The film is nicely stylish too, beautifully shot by Joseph C. Brun and wonderfully scored by John Lewis and the Modern Jazz Quartet. It’s truly one of the strongest jazz scores of the era, working perfectly with the film rather than feeling like an excuse to sell soundtracks. There are some nice bold edits used throughout too, making great use of loud sounds to bring you in or out of a scene.
In terms of substance, Odds Against Tomorrow tackles racism in a bold, direct fashion. Many race ‘issue’ films of the time, and some now to be honest, tend to be overly preachy and pussyfoot around the subject, trying to make it clear what side the film is on. Here everything is up front and blunt, and effectively so. The racism is shown to be unpleasant, we’re not needed to be told that it’s bad, we can see for ourselves. Also, rather than offer an unrealistically utopian solution to racism at the end, we follow a positively apocalyptic climax with a brutal metaphor which I won’t describe here as it would spoil the film.
It’s bold, forward thinking film noir of the highest order. More character focused than many, it’s not your typical entry to the genre, but remains as gripping and tense as any plot-driven potboiler.
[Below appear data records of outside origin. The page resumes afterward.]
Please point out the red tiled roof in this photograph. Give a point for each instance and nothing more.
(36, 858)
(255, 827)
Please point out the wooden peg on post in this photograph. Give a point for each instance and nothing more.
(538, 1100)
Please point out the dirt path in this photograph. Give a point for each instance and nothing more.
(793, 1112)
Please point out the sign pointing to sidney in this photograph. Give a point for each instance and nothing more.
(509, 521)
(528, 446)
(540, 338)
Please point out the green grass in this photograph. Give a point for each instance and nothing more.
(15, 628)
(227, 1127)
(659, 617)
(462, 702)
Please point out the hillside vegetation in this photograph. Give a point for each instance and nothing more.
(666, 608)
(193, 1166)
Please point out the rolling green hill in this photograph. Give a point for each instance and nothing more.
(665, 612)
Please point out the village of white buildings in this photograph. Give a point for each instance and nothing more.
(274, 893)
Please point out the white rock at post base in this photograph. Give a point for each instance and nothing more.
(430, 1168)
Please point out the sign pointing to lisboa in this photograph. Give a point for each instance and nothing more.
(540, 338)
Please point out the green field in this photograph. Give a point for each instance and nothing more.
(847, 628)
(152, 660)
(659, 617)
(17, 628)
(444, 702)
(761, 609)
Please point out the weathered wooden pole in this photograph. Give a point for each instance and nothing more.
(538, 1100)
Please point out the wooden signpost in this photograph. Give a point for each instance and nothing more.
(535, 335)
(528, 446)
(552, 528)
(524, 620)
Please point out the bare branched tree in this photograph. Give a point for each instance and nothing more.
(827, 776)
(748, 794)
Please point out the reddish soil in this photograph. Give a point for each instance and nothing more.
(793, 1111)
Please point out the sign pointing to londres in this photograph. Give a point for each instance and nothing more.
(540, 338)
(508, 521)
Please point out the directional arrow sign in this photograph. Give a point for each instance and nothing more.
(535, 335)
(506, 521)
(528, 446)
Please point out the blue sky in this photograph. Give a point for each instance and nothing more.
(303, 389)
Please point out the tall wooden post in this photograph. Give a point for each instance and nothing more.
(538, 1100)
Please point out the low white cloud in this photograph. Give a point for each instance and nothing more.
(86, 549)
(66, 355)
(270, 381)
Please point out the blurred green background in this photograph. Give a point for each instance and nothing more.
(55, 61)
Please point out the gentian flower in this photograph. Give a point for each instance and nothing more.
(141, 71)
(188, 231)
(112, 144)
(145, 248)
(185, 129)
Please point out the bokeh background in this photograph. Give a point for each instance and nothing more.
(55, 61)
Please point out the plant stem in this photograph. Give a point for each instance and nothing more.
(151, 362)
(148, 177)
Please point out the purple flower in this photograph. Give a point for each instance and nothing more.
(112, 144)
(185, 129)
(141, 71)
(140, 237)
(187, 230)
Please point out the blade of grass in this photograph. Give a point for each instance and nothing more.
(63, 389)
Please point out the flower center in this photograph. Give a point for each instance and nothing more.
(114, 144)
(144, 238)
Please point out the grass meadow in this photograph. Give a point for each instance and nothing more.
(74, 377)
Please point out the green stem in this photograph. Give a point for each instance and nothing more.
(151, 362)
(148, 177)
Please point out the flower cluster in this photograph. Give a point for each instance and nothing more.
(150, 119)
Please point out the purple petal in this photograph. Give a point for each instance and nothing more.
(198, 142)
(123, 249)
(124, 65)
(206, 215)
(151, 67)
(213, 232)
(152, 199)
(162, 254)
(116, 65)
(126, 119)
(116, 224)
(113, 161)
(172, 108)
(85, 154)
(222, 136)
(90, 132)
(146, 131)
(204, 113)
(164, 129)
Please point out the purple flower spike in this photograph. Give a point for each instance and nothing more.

Complete with a killer pay-off, it’s a really solid piece of cinema that deserves more recognition than it gets.
Odds Against Tomorrow is out on October 24th on dual format Blu-Ray & DVD in the UK, released by the BFI. The film looks and sounds very good. There are occasional soft shots and some flecks and lines here and there, but mainly the picture is clean and sharp.
The film is supplemented by plenty of special features. Here’s the list:
– Odds Against Tomorrow post-screening Q&A with Harry Belafonte (2009, 50 mins): an in-depth interview filmed at the Noir City: Chicago film festival
– Adrian Wootton on Odds Against Tomorrow (2016, 30 mins): a newly filmed appreciation
– The Guardian Interview: Robert Wise at the National Film Theatre (1995, 74 mins): a career-spanning onstage interview
– Illustrated booklet with new writing by Tega Okiti, and full film credits
The three main extras are all impressively substantial and there’s next to no overlap. It’s a mightily impressive selection for a relatively lesser known film. It’s a highly recommended release.